Instrument the timestamps at WS receive, messages.stream() start, first delta, last delta, and the interrupt event if any. Log them per turn. The data is the architecture.
−1000m · Failure modes
The ones you only see in production, taken from comments in the worked example:
- In-memory session state breaks horizontally. A
Map<callSid, VoiceSession>is fine on one API process. Two processes behind a load balancer and the WS routes to the wrong one. Move session state to Redis before scaling. - Heuristic session control. Substring-matching the model’s reply for “correct” or “next question” works in the demo and gets fragile fast. Use Claude tool use, or a structured-output field, to drive state transitions from the model side.
- Conversation history grows. Long calls hit token limits before they hit time limits. Decide your truncation policy explicitly: rolling window, summarized prefix, or session-ending hand-off.
- Barge-in vs echo bleed. Carrier echo can look like barge-in to STT. Some
interruptevents are real; some aren’t. The mitigations are at the audio layer (good echo cancellation on the caller side) and at the application layer (require some minimum utterance length before treating barge-in as authoritative). - DTMF as fallback. Speech recognition fails on bad networks, accents the model wasn’t trained on, and high-noise environments. Wire DTMF as a parallel input for any structured prompt (MCQ letters, yes/no, session-end). It’s almost free to implement and saves the experience in the long tail.
- Webhook auth. Twilio signature validation only works against the public URL Twilio actually called. Behind a reverse proxy that rewrites paths, get the original URL right or signature validation will reject legitimate calls. Test it once in staging, then leave it on.
When this pattern fits — and when it doesn’t
Fits:
- Outbound study/coaching/reminder workloads where hands-free phone is the right modality
- Customer-initiated agent flows where you can charge a recurring phone number to the business
- Anything where Twilio Conversational Intelligence is going to do work on the call after the fact
- Workloads where ElevenLabs voice quality matters more than the per-minute cost
Doesn’t fit:
- Low-friction web quiz / browser-first interactions — keep that in the browser. Voice mode in the browser is a different stack (Deepgram REST + ElevenLabs via AudioContext, no Conversation Relay involved)

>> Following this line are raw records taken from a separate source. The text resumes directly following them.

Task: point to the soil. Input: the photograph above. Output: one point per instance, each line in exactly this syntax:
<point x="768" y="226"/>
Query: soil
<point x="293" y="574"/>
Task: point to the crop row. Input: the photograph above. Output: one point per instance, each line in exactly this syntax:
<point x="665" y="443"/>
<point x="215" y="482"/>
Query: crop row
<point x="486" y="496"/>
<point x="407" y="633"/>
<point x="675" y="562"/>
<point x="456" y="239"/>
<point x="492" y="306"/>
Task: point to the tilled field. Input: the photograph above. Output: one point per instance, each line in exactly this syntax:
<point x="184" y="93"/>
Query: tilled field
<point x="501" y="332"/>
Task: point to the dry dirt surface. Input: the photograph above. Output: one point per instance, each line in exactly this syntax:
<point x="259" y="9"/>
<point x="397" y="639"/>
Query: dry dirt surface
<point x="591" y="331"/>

- Workloads where cost per minute is the dominant constraint — ElevenLabs is not the cheapest TTS, and Twilio voice minutes aren’t free
- Workloads that need anything that isn’t text in/text out at the LLM — Conversation Relay’s interface is text-based; richer modalities go through other patterns
Worked example
The applied implementation lives in RecallIQ — the indie spaced-repetition study app where I built this pattern in production. The phone-call review path uses everything described above; the browser quiz path uses a different stack and is documented in the case study.
The sanitized, runnable pattern lives in the public reference repo: sgeddy/voice-ai-conversation-relay-elevenlabs. Clone, fill in env vars, point a Twilio number at it, call.